How Nature Can Help Reduce Impacts of Flooding

The severity and impacts of coastal storms and flooding are getting worse. Reducing the risks that storms pose always involves multiple solutions working in tandem. These solutions include: early warning systems; manmade or “built” solutions like reservoirs, dams, levees, seawalls and pumps; working with willing communities and homeowners to move people out of areas that are subject to frequent flooding, and nature itself. 

There is a role that nature itself can play in helping reduce flood risk for communities while providing other benefits, like improved water quality and enhanced recreational opportunities and wildlife habitat, all of which can also enrich local economies. Such “nature-based solutions” or “natural infrastructure” are important as part of a holistic approach to coastal resilience.

But to be effective, our natural systems need good water quality so that they can be healthy and resilient. 

Science Shows that Marshes Reduce Property Losses

A study commissioned by The Nature Conservancy showed that coastal wetlands in the northeastern U.S. prevented $625 million in property damages from flooding during Hurricane Sandy. The study also showed that these same wetlands reduce annual storm damage by at least 15 percent. There are many cost-effective and sensible ways to finance natural infrastructure for coastal flood damage reduction and support the re-building of coastal resilience.

Currently, less than 3 percent of funding currently goes to natural infrastructure as opposed to “grey” or “built” infrastructure. This is a coastal investment portfolio that should be re-balanced, especially when funds are made available for rebuilding after major storms. 

Dunes Provide Protection at South Seaside Park, N.J.

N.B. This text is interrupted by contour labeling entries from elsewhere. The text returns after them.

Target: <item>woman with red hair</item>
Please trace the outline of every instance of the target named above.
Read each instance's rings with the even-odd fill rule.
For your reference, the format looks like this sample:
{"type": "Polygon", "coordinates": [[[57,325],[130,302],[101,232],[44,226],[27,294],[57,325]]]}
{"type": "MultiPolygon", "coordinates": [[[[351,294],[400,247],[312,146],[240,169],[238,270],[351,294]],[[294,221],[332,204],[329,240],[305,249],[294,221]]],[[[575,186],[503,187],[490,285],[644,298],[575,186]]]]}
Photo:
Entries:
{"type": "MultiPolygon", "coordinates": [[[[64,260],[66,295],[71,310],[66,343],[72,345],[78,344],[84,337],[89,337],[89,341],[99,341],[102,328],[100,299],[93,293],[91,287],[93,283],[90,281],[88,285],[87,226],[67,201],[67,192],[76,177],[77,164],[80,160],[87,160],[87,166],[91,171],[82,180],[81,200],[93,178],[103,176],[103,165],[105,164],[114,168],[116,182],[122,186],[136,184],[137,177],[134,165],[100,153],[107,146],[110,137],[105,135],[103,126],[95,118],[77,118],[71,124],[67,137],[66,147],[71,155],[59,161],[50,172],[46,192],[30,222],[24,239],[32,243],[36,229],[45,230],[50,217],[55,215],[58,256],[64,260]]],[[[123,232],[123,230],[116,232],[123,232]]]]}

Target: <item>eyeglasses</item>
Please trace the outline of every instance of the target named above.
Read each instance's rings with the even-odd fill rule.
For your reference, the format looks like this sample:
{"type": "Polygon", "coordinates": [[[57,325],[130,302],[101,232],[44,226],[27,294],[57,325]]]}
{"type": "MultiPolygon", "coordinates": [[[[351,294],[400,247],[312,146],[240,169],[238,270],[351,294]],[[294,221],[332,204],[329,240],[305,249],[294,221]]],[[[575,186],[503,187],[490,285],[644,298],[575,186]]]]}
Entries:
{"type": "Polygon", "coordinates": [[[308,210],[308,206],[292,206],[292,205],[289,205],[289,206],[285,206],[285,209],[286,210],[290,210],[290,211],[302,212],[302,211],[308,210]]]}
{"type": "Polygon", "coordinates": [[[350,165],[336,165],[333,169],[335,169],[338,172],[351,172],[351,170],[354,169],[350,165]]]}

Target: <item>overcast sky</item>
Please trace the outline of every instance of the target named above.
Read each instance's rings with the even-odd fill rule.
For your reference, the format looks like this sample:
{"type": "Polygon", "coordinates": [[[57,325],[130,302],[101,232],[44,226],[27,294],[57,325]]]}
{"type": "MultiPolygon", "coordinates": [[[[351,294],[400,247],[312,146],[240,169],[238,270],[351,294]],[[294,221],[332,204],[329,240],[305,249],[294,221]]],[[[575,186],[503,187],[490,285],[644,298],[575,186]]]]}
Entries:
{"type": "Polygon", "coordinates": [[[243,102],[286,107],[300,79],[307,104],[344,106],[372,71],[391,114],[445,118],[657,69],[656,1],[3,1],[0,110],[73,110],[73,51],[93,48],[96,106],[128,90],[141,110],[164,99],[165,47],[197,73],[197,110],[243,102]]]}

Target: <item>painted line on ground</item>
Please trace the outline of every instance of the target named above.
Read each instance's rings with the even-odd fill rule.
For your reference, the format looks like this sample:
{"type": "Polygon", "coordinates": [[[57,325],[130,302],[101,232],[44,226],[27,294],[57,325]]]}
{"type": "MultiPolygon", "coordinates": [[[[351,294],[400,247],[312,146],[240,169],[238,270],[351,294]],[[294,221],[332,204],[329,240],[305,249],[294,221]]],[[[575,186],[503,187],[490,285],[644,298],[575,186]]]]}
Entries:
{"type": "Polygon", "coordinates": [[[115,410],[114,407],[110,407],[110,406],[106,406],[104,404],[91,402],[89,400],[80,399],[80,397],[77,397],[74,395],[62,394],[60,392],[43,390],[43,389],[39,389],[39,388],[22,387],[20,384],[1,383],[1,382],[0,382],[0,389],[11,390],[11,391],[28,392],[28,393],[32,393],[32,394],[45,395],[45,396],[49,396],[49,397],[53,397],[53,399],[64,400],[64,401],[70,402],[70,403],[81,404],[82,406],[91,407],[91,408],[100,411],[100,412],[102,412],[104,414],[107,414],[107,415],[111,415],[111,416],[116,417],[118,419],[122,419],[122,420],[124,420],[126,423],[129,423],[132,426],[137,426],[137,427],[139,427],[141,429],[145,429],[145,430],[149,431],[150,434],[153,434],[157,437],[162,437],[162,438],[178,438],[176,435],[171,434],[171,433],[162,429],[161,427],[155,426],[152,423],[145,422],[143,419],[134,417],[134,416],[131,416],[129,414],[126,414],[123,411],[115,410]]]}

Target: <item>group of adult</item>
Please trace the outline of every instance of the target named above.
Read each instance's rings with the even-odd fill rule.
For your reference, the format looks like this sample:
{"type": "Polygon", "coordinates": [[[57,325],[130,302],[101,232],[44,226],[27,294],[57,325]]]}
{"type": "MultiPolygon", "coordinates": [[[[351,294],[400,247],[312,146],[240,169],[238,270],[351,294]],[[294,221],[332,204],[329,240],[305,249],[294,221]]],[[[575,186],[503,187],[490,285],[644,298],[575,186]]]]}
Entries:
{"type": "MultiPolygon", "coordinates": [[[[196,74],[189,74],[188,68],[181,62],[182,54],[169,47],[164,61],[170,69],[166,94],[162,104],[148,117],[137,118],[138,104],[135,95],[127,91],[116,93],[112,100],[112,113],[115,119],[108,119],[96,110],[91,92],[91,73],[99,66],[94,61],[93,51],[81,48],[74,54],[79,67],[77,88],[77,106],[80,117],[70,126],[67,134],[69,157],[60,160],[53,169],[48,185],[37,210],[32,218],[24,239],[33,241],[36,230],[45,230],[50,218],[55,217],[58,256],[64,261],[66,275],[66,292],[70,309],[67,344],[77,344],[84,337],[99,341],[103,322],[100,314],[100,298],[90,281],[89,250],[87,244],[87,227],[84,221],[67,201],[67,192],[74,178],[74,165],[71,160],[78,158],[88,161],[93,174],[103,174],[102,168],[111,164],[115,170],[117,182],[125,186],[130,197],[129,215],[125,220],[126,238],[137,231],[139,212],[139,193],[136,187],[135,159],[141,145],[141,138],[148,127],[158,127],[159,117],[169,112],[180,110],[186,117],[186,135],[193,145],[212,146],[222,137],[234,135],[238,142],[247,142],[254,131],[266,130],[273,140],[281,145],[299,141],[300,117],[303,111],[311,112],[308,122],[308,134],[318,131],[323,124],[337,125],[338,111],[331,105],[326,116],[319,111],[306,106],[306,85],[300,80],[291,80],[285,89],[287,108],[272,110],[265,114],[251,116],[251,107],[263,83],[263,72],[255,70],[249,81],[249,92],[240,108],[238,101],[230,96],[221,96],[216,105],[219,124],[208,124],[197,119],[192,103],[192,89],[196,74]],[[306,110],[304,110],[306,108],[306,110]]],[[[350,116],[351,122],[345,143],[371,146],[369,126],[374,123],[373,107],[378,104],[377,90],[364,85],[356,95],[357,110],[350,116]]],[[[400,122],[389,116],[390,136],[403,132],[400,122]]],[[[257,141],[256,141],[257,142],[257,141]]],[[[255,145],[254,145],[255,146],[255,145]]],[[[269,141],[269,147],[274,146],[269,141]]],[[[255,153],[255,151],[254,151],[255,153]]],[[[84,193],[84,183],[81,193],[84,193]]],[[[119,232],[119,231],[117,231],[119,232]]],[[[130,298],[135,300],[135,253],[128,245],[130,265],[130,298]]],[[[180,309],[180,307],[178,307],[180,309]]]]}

In December 1992, a Nor’easter caused significant flooding and erosion at South Seaside Park, in part because naturally occurring dunes there had been removed years before to improve ocean views and beach access. After the 1992 Nor’easter the community used snow fencing to help rebuild the dunes and then stabilized them by planting dune grasses. When Hurricane Sandy hit in 2012, the dunes were 25 feet high and 150 feet wide. During the storm, these dunes protected the community from severe damage and flooding along the ocean front. The dunes, rather than homes, businesses and infrastructure, took the brunt of the storm.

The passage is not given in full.